NEWS

Leaders Look to Bolster Surgical Proficiency, Skills Verification

Laura Newman

New surgical cancer techniques are developing all the time, but are surgeons necessarily skilled in these advances? Some observers worry that this is the most problematic part of the puzzle in disseminating effective new surgical techniques.

Samuel A. Wells Jr., M.D., chair of the American College of Surgeons Oncology Group, referred to a sort of "vacuum" in training from the time a doctor finishes residency training. "That’s where surgeons get their most intensive type of training." From then on, it is a bit scattershot, according to Wells. "This is not a process where state or medical professional societies get involved and [continuing medical education] does not get to the heart of the matter."

Wells worried that "new technologies are going to come along while there is no process for evaluating the surgical skills."

Even though many surgeons take continuing medical education courses, some experts worry that continuing medical education alone, as it is presently structured, is inadequate to the task.

Among other strategies for addressing this issue, Wells and other leaders are using clinical trials as an avenue for improving surgical proficiency. In many ongoing surgical oncology trials, surgeons must be credentialed and must successfully perform a set minimum number of procedures.

In the laparoscopic colectomy trial headed by Heidi Nelson, M.D., surgeon at the Mayo Clinic in Rochester, Minn., "before surgeons are credentialed, they must submit a recorded video demonstrating how they did the surgery," said Nelson. "The video is reviewed for critical elements," she added. In addition, surgeons are not credentialed until they perform at least 20 laparoscopic colectomies, she explained.

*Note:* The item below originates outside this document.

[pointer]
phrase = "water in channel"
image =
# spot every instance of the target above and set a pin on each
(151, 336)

ACOSOG’s sentinel node biopsy trial also requires that surgeons perform at least 20 procedures, according to Wells. Noting that "it used to be 30," he said that the figure had to go down because the mentoring manpower is lacking. A skills verification component is also built into the NSABP sentinel node biopsy trial, said Ted Trimble, M.D., head of NCI’s surgery section in the Cancer Therapy Evaluation Program.

Meanwhile, Wells plans to use some seed money given to ACOSOG to determine the best mechanisms for teaching surgeons new surgical techniques. Trimble said that he is pleased by the "expansion of training initiatives, particularly for performing laparoscopic and thorascopic surgery."

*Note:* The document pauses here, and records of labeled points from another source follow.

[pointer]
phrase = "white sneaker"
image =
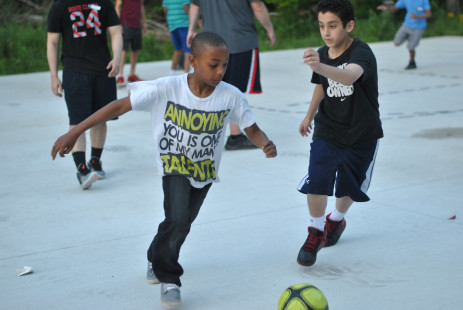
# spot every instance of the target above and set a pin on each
(150, 276)
(86, 180)
(170, 295)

For some, it is difficult to understate the importance of surgical skills verification and ongoing training. "Right now, any surgeon in practice can perform any surgery that he or she wants," warned Wells.

"There is no FDA for surgery, no oversight, and this is a major challenge," he said. Unless the medical profession champions this tough issue, Wells fears that medicine risks "losing its stature. ... More than that, it is an obligation to society."